We Are the Soul, Not the Body

We Are the Soul, Not the Body
Photo by Rishita Modi / Unsplash

Most of our stress starts with a simple confusion: we begin to believe that we are the body.

So when the body feels tired, we say, “I am tired.”
When someone criticizes us, we feel personally wounded.
When things don’t go our way, we feel shaken from within.

But satsang teaches a liberating truth: we are the soul, not the body.

The Body Is a Tool, Not Our Identity

The body is constantly changing—age, appearance, energy, moods, health. It is important, and it deserves care, but it is still only a vehicle. If we tie our identity to something that keeps changing, our peace will keep changing too.

The soul, on the other hand, is steady. The soul’s nature is not chaos; it is peace, purity, and love.

Why This One Thought Reduces Anxiety

When I remember “I am a soul,” something shifts inside me.

  • Praise doesn’t inflate me as much, because it is not praising my “real self.”
  • Criticism doesn’t break me as much, because it is not attacking my “real self.”
  • Situations don’t control my mind as easily, because my center is deeper than circumstances.

This doesn’t make me careless or indifferent. It makes me calm and clear—able to respond wisely instead of reacting emotionally.
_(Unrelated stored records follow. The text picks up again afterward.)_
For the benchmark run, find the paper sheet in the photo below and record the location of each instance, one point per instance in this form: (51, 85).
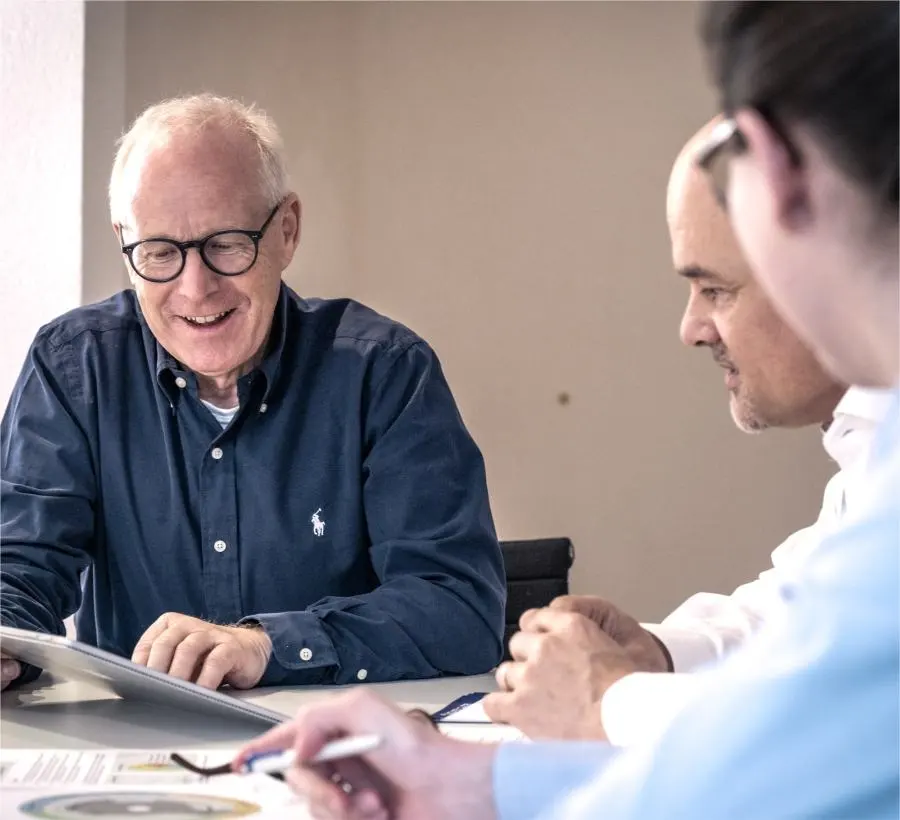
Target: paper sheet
(83, 785)
(471, 723)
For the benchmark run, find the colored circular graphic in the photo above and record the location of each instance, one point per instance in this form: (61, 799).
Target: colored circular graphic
(127, 805)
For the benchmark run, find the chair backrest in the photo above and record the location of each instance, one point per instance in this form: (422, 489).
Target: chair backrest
(537, 571)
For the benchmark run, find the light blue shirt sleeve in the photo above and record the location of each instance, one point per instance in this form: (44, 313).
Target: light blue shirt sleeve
(530, 778)
(802, 723)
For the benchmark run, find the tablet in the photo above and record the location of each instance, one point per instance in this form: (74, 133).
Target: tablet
(72, 660)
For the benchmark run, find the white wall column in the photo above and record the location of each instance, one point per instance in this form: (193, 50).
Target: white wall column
(41, 128)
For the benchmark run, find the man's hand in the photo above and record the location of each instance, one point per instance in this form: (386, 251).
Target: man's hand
(10, 669)
(415, 773)
(644, 649)
(562, 666)
(207, 654)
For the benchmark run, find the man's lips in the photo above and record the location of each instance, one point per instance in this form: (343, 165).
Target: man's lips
(207, 319)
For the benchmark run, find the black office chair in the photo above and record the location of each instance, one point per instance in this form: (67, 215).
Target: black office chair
(537, 571)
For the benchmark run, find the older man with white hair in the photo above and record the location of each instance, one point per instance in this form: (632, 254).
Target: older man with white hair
(225, 481)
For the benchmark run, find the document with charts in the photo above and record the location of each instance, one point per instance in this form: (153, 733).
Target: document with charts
(87, 784)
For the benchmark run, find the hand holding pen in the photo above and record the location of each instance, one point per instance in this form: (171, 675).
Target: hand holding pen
(277, 762)
(414, 772)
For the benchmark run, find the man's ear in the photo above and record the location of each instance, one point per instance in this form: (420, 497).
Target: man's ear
(784, 178)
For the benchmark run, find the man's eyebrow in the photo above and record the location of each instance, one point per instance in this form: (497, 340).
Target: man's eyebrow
(697, 272)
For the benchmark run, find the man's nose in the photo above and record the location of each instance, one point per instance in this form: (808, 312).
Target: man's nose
(697, 329)
(197, 281)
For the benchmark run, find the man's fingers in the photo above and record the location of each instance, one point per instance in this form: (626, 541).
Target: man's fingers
(163, 650)
(9, 671)
(275, 740)
(188, 657)
(218, 663)
(142, 649)
(522, 646)
(368, 805)
(326, 799)
(549, 620)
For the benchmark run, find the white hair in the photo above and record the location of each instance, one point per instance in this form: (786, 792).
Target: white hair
(157, 124)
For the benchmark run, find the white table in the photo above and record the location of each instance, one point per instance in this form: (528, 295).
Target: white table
(51, 714)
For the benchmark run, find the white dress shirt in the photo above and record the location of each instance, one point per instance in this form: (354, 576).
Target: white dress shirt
(708, 626)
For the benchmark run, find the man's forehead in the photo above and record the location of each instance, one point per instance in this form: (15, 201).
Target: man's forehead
(172, 190)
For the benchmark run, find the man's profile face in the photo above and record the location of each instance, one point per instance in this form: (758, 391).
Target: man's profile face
(772, 379)
(189, 188)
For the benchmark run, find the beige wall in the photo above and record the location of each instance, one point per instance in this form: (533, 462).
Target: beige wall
(494, 175)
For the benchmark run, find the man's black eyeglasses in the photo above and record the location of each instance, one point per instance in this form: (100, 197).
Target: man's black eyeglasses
(228, 253)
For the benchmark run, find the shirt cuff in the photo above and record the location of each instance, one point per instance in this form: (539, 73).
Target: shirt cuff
(530, 778)
(636, 708)
(689, 649)
(302, 650)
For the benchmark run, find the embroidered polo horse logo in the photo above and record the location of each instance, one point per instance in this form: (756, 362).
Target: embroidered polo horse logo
(318, 524)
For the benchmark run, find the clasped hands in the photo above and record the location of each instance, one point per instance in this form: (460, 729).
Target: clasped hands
(564, 659)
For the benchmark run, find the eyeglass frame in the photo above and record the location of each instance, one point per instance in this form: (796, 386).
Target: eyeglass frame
(254, 236)
(728, 137)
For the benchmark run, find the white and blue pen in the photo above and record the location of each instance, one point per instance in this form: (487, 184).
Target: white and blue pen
(277, 762)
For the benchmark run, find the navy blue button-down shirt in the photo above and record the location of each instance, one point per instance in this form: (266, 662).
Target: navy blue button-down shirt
(344, 508)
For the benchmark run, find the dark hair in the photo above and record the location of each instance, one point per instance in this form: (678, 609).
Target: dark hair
(832, 66)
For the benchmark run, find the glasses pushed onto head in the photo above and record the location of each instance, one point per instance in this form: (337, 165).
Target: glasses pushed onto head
(715, 156)
(227, 253)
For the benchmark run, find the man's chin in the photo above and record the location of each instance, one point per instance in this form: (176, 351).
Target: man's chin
(744, 416)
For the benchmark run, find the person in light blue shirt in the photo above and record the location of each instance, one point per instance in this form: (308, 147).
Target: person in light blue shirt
(804, 721)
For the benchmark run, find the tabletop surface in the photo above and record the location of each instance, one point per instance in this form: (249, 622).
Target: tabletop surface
(54, 714)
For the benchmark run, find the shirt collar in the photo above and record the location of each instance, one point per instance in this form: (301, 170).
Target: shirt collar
(858, 414)
(168, 368)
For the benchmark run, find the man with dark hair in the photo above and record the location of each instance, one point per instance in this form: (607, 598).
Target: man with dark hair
(803, 721)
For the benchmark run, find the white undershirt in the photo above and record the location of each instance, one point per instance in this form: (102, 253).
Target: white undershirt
(223, 415)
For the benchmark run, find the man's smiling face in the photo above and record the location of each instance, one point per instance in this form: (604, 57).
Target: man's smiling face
(195, 185)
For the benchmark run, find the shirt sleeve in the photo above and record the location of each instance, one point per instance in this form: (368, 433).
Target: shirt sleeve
(47, 492)
(804, 721)
(439, 605)
(531, 779)
(708, 626)
(637, 707)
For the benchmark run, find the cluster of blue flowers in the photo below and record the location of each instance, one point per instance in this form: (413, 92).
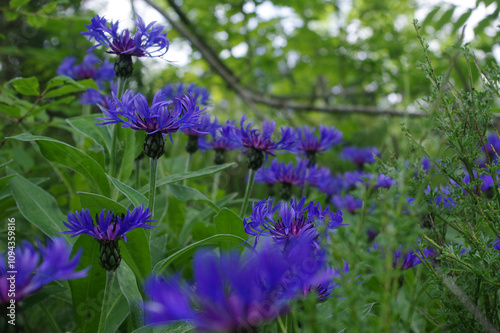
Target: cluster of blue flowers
(36, 268)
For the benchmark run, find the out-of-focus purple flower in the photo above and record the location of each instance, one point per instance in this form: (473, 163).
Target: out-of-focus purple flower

Soul-Conscious Living in Daily Life

Living as a soul is not about running away from responsibilities. It’s about doing everything—with the right awareness.

Here are three practical ways I try to practice it:

  1. Pause before reacting
    When anger rises, I remind myself: “This is body-consciousness pulling me. I am a soul.” Even a 5-second pause can save a relationship.
  2. Separate events from identity
    A failure is an event, not my identity. A mistake is a moment, not my worth. This keeps the mind light and resilient.
  3. Choose virtues as my default response
    As a soul, my default response can be patience, humility, and compassion—because that is closer to my real nature.

Peace Is Not a Concept. It Is a Practice.

This is where the role of Guru and satsang becomes priceless. The teachings become real only when we practice them—especially on difficult days.

Pramukh Swami Maharaj’s life showed that peace is not found in comfort; it is found in humility, seva, and surrender. And under the guidance and blessings of Mahant Swami Maharaj, the same path becomes practical for us today—step by step, day by day.

Closing

Life’s ups and downs often pull us into identifying with the body—and that is where anxiety, comparison, and ego quietly grow. But the heart of satsang reminds us: we are the soul, not the body. The body is a tool; the soul is eternal, a part of God, meant to live in peace and gratitude. When this understanding becomes real, praise and blame, gain and loss, comfort and discomfort begin to feel smaller—and inner calm becomes natural. Pramukh Swami Maharaj’s life of compassion and selfless service teaches us that peace is not a concept; it is a practice. And under the guidance and blessings of Mahant Swami Maharaj, let us take a simple daily resolve: “I am a soul—so I will respond with patience, speak with kindness, and serve with love.” May Bhagwan Swaminarayan and our Guru keep us firmly in satsang, so we live above body-consciousness and steadily in soul-consciousness.